Cito ahora una carta de Juan José Arreola a Sara, su esposa, en febrero de 1946: «Quiero que no pierdas un momento la imagen de nuestra vida. Quiero hallarte la misma, con todo tu cariño y tu confianza». O esta otra, de marzo de 1950: «Tú recibe toda mi vida y esperanzas. Sabe que siempre estoy junto a ti y que nada nos separa».
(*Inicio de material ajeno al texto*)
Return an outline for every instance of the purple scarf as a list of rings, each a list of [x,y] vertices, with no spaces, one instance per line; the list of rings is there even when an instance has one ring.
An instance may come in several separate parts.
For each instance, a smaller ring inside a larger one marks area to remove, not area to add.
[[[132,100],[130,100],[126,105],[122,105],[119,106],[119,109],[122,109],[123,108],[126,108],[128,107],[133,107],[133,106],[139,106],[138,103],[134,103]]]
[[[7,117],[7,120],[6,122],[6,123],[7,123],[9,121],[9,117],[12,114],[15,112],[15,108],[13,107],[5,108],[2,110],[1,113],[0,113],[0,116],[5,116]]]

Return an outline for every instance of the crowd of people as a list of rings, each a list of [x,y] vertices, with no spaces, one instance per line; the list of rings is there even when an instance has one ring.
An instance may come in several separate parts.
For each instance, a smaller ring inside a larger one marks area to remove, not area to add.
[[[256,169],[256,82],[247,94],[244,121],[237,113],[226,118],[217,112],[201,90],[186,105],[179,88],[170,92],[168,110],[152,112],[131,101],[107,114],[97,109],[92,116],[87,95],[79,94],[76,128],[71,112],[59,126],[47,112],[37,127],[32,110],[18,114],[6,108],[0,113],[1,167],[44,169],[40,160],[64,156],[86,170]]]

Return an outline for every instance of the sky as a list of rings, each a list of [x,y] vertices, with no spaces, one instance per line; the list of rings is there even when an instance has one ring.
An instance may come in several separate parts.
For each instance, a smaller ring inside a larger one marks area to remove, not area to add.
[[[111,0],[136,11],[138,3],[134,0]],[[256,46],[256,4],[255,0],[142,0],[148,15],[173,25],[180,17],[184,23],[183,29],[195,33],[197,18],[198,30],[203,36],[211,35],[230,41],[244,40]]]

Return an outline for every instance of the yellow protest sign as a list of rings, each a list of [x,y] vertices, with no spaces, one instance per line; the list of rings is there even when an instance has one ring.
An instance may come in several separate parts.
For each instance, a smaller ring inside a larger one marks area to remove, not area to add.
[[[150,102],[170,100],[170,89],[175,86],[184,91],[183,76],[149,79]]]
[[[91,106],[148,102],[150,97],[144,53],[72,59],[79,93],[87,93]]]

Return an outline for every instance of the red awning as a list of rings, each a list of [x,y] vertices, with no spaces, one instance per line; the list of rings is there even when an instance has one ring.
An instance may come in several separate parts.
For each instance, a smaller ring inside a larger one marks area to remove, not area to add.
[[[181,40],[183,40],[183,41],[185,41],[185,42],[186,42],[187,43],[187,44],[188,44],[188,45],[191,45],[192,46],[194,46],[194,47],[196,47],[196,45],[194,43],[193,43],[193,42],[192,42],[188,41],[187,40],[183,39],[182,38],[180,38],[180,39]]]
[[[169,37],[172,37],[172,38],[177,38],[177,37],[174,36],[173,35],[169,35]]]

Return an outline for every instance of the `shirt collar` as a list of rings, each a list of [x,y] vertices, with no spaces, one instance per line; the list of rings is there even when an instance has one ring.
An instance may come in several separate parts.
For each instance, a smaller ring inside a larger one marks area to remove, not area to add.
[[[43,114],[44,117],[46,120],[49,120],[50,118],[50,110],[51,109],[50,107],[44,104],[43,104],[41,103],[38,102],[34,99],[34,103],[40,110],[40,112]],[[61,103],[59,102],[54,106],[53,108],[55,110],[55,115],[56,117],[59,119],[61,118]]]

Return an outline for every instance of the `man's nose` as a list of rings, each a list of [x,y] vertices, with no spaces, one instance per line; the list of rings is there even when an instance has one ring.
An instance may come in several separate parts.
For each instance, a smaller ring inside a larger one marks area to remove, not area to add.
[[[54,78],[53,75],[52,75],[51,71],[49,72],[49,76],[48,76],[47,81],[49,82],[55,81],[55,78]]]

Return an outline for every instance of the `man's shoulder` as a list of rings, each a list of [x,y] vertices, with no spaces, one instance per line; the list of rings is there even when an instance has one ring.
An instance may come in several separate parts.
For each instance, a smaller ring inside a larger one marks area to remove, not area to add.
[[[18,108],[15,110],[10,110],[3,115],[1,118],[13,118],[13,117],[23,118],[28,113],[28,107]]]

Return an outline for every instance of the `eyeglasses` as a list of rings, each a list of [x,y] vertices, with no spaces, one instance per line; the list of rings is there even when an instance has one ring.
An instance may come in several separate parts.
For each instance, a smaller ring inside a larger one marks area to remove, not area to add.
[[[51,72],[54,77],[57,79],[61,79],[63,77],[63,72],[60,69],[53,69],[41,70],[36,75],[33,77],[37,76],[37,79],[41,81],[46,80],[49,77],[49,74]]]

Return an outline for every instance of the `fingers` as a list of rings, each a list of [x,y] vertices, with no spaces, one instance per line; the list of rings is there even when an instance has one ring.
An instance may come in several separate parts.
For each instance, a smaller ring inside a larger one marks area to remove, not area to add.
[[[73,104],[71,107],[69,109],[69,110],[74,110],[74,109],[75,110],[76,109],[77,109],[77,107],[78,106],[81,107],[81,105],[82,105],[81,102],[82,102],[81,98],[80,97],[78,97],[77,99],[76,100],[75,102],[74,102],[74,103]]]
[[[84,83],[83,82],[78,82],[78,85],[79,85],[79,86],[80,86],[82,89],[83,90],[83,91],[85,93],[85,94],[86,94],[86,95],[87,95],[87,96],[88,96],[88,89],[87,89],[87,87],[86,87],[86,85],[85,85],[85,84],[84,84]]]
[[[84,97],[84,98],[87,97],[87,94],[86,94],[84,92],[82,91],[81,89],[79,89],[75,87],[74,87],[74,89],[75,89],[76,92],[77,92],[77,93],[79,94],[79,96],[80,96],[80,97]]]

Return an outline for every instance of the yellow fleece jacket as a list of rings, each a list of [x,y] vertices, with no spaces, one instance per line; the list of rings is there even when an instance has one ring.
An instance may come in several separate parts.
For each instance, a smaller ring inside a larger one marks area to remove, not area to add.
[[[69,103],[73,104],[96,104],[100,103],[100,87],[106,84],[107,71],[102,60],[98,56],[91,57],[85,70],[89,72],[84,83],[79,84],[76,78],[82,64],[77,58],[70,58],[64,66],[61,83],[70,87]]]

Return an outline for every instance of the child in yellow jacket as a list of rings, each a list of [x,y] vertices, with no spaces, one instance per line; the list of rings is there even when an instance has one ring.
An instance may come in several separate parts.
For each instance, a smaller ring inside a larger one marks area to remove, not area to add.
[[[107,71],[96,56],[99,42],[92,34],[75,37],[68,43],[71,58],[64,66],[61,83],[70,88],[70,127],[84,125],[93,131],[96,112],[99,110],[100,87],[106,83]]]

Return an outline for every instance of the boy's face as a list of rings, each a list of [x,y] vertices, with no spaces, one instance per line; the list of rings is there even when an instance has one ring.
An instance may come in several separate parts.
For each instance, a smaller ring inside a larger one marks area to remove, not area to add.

La cultura es una poderosa herramienta para volver a mirar el fuego en comunidad y relatar eso que nos hace fraternos. El país atraviesa por zonas de neblina, por tinieblas. Los tiempos son aciagos, nadie lo pone en duda. Pero estas letras, La balada del caballo blanco, esta sabiduría en el mirar, de los autores de «Luvina» y La feria, que entraña una amorosa valentía, nos ayudan a no olvidar por dónde puede llegarnos la luz l
Leído en el «Coloquio Perspectivas de la Cultura Mexicana: una visión comparatista», celebrado del 3 al 6 de diciembre de 2014 en el auditorio Adalberto Navarro Sánchez del Centro Universitario de Ciencias Sociales y Humanidades de la Universidad de Guadalajara.
1 Juan Rulfo, El llano en llamas, Editorial RM y Fundación Juan Rulfo, México, 2012.
2 Juan José Arreola, La feria, Joaquín Mortiz, serie El Volador, tercera edición, México, 1966.